Do you want to lose weight? A great way to start is by enjoying walks at different times of the day and in different areas.
Follow these ten tips to set yourself up for success!
1. Start Small – Start Slow
You’ve made your decision to walk to lose weight and you’re eager to start.
It’s best for you to gradually build up your speed and distance covered.
It’s better to walk for only five or ten minutes as you get used to your new routine.
Start as a minimalist. Work your way up from there.
Important note: Always talk to your doctor before you start any new exercise program. Better safe than sorry.
2. Park and Walk
Many communities offer a “Park and Ride” option for commuters.
You can try your own version of what I call “Park and Walk.”
Stop trying to get that front row parking space at work or at the mall.
Instead, each time you go to work, the mall, or the grocery store, practice parking further away. By doing this you’ll easily make walking a more significant part of your day.
3. Think Comfortable
When you’re going out on an exercise walk, be sure to wear comfortable clothes.
Choose layers that are loose fitting and suitable for the weather.
If you start to get too warm, then you can take off your outer garment and continue with your walk.
4. Bring Music or a Book
Some people complain that they find walking boring.
If that describes you, then load up your favorite MP3 player with music or an audio book.
You may even find yourself extending your walk so that you can get to the end of a chapter!
Please be extra careful when you’re using your MP3 player. If necessary, hit the pause button before you cross a road and can give your full attention to the car traffic.
5. Buy The Best Walking Shoes
You’re not going to keep walking if your feet hurt.
Don’t skimp on the shoes you wear for your exercise walks.
Think of your walking shoes as an investment in your future weight loss and fitness.
Find a sporting goods store with a knowledgeable sales staff who will be happy to help you find the shoe that is best for you.
6. Head High
You’ll get the most from your exercise walks if you practice good posture.
Hold your head high. With your shoulders back.
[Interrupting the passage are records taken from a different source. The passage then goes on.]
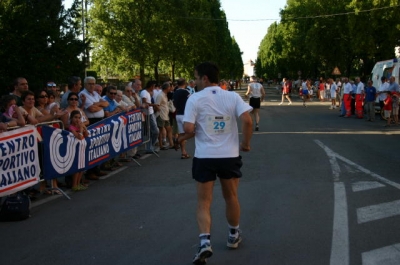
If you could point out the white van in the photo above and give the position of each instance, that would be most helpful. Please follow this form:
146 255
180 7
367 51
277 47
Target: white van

Don’t slump forward.
If you’re not sure of your posture, ask a friend to observe and report what they see.
Your friend could even make of short video of you walking so that you can see for yourself.
7. Build Up
Setting walking and weight loss goals can help you stay focused on why you started walking in the first place.
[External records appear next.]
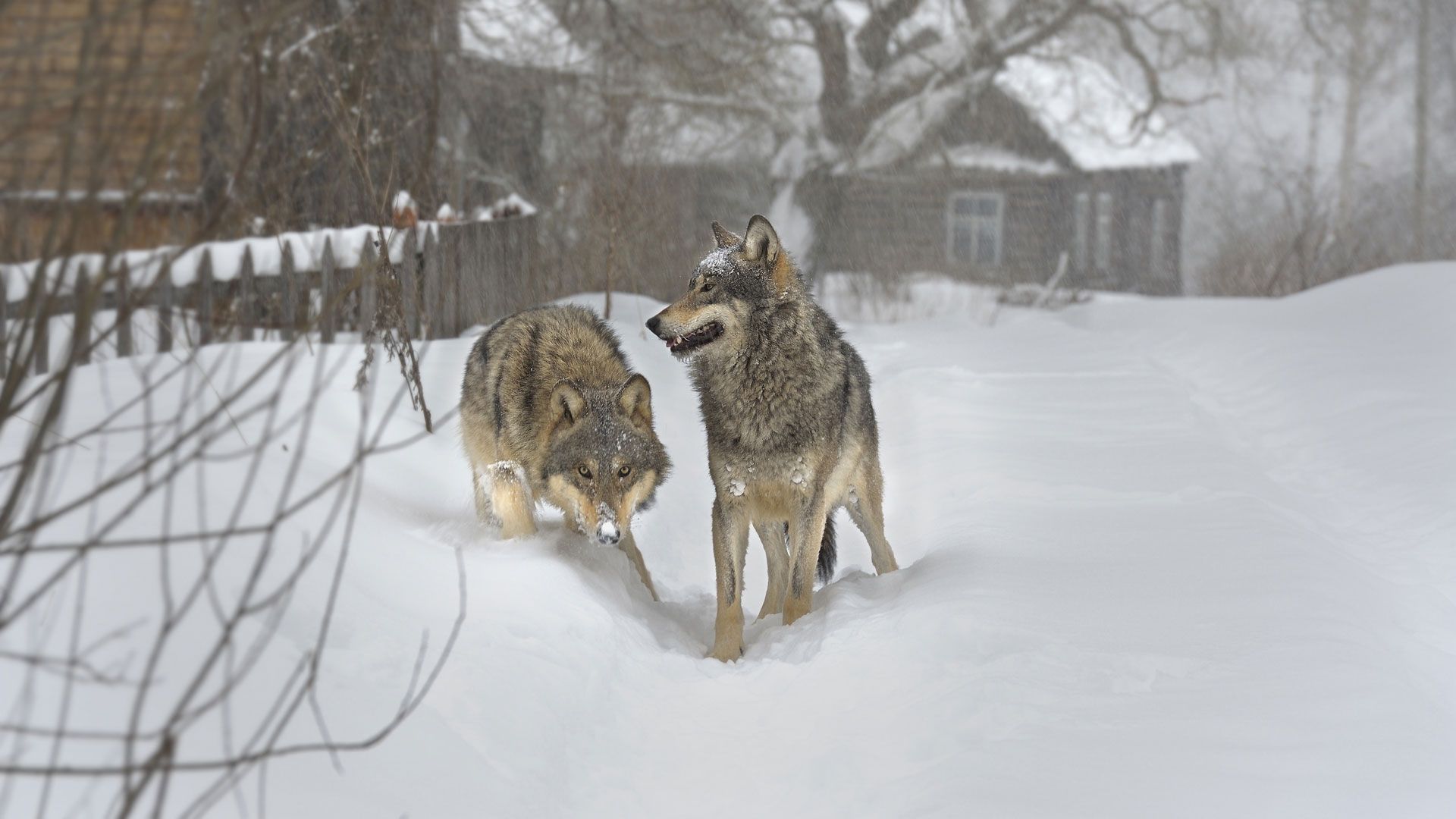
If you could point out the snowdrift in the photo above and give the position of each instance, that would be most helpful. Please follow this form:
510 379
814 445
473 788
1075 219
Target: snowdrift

If you live near some nature trails, you could set a goal of mastering more and more difficult nature hikes.
Also, the change of scenery can help keep you enjoying your walks.
When you’re going out on a nature trail make sure you have the proper clothing and plenty of fresh water to drink.
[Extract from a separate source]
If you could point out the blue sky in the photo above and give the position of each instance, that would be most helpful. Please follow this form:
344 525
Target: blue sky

8. Start A Walking And Weight Loss Group
One of the great things about walking is almost everyone can do it.
Even folks who don’t need to lose weight can benefit from walking.
One way to keep up your enthusiasm for walking is to start a walking and weight loss group.
Contact family, friends, and neighbors and ask them to join you several times a week for group walks.
You’ll also find that having a group walking together will give you an added incentive to walk even on days when you might not feel like it.
9. Use A Pedometer
An inexpensive pedometer will help you measure and keep track of your progress.
After each walk jot down the distance you covered. You’ll be pleased to see that over time you are walking further with greater ease.
10. Don’t Walk – HIIT Walk
Walking is a great exercise to use as part of an HIIT (high intensity interval training) workout.
When you first start a walking routine, it will probably be enough for you to walk your distance.
However, after a few weeks or months you’ll find that you’re more fit and ready for another challenge.
Try HIIT walking.
Here’s one way to turn your walk into an HIIT walk: walk as fast as you can for 30 seconds. Then slow your pace for the next 30 seconds. As they say, rinse and repeat.
How many times you repeat the fast and slow intervals will depend upon your general fitness level.
You may find that you don’t cover as much ground doing an HIIT walk, but you will find that you get quicker fitness results than with regular walks.
Your success with walking and weight loss depends on you. The more committed you are, the quicker you’ll see results.
When you make your walks enjoyable, then you’ll be able to stay committed.
Think of yourself as an experiment in walking.
Try different things. See what works for you and stick with that.
Then you’ll find that walking will help you lose weight and get more fit.